X_2D = lpp.fit_transform(X)

Plotting this projection, we confirm that it has kept nearby points together, as represented by the distinct clusters visible in the projection:

In [5]:
plt.scatter(X_2D[:, 0], X_2D[:, 1], c=y)

plt.title("Projected from 500->2 dimensions");

For more information, see the Locality Preserving Projection website

Comparison with PCA

Of course, there are well-known tools that can do very similar things: for example, a standard Principal Component Analysis projection produces much the same results in this case:

In [6]:
from sklearn.decomposition import PCA
Xpca = PCA(n_components=2).fit_transform(X)
plt.scatter(Xpca[:, 0], Xpca[:, 1], c=y);

It is important to keep in mind, though, that these are two fundamentally different models: PCA finds a linear projection which maximizes the preserved variance in the data. LPP finds a linear projection which maximizes the preserved locality in the data.

Where PCA and LPP Differ

The difference between the two can be made more clear by looking at data with different properties. One example is data with outliers. Because PCA is a variance-based method, it is strongly affected by the presence of outliers. LPP, on the other hand, focuses on preserving local neighborhoods and thus outliers do not have as strong an effect.

First we'll add ten outliers to our original data:

In [7]:
rand = np.random.RandomState(42)
Xnoisy = X.copy()
Xnoisy[:10] += 1000 * rand.randn(10, X.shape[1])
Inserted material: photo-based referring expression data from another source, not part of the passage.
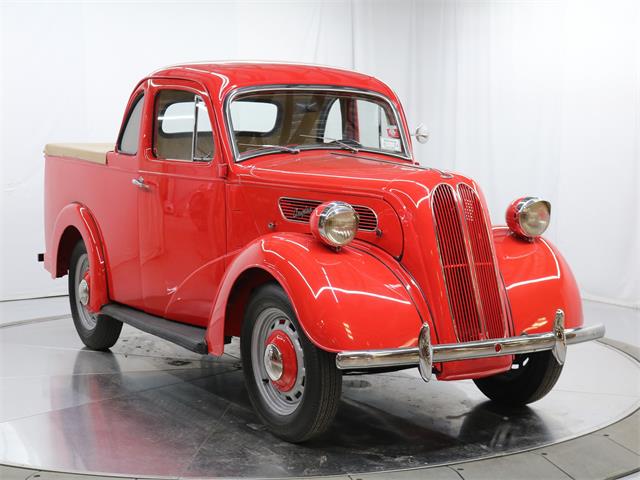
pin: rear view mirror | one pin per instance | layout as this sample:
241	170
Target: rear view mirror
421	134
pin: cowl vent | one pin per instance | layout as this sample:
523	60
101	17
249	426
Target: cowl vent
300	209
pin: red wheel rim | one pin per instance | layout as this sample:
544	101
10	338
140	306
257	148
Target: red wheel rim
288	359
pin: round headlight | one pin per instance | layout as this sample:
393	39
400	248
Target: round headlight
529	216
334	223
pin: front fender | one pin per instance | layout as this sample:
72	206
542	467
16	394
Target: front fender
538	281
79	217
346	300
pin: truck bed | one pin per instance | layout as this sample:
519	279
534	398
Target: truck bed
91	152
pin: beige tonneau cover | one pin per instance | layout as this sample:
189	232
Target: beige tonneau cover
91	152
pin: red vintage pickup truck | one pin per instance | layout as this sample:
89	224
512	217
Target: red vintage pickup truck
282	204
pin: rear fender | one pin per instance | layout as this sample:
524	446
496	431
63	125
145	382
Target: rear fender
538	281
346	300
78	217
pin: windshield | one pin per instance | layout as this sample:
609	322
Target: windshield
290	121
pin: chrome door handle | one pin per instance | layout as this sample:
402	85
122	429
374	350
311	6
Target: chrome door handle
139	182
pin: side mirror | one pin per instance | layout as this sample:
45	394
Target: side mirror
422	134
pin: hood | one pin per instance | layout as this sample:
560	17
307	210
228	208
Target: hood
343	172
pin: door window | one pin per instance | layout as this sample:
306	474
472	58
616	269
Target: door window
182	129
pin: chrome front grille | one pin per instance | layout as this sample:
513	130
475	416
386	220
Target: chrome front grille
468	264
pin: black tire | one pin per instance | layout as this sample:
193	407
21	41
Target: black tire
531	377
97	331
314	410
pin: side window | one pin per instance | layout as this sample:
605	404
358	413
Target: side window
131	133
182	129
254	117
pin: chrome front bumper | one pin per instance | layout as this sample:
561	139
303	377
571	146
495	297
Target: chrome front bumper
426	354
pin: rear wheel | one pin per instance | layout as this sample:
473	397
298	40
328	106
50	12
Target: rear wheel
531	377
98	332
294	387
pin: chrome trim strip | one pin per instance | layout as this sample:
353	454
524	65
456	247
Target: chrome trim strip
419	356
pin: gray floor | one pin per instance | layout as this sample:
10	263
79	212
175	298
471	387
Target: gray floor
150	408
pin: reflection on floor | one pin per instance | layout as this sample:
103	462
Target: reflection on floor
151	408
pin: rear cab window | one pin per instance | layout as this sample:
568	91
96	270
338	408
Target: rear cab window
182	128
128	143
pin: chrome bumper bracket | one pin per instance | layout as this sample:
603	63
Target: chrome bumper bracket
426	354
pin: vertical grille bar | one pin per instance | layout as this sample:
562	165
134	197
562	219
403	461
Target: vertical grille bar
487	282
455	264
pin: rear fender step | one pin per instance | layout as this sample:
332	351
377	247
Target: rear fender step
182	334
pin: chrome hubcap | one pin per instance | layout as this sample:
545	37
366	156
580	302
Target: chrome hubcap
273	362
89	320
268	362
83	292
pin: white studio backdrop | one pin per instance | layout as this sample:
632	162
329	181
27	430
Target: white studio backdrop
526	96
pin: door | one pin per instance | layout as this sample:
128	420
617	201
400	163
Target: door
181	205
117	208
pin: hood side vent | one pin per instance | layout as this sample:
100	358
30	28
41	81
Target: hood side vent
300	210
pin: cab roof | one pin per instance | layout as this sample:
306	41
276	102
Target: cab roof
227	76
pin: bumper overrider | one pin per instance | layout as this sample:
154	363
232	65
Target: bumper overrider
426	354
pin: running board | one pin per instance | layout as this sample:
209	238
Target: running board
187	336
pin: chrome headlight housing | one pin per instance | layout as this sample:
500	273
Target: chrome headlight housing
529	217
334	223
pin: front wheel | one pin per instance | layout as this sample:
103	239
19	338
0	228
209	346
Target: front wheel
531	377
97	331
294	386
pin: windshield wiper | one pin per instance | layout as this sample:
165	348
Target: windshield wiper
279	148
344	145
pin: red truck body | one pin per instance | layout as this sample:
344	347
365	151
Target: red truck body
191	240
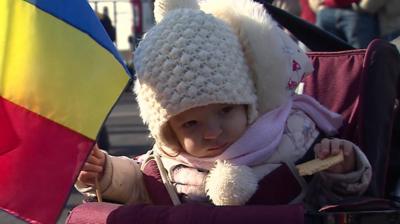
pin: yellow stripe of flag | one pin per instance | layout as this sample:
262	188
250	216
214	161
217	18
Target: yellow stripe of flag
45	81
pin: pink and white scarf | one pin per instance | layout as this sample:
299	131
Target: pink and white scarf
262	138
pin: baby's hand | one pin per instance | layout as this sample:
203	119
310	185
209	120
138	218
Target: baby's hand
93	168
330	147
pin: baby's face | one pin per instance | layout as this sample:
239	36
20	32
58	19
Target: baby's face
209	130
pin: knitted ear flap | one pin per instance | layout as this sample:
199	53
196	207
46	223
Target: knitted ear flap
161	7
269	51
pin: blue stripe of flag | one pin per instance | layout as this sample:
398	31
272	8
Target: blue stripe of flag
80	15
Now we can compute the PCA and LPP projections and view the results:

In [8]:
Xpca = PCA(n_components=2).fit_transform(Xnoisy)
Xlpp = LocalityPreservingProjection(n_components=2).fit_transform(Xnoisy)

fig, ax = plt.subplots(1, 2, figsize=(16, 5))
ax[0].scatter(Xlpp[:, 0], Xlpp[:, 1], c=y)
ax[0].set_title('LPP with outliers')
ax[1].scatter(Xpca[:, 0], Xpca[:, 1], c=y)
ax[1].set_title('PCA with outliers');

In the presence of outliers, the projection found by LPP is much more useful than the projection found by PCA.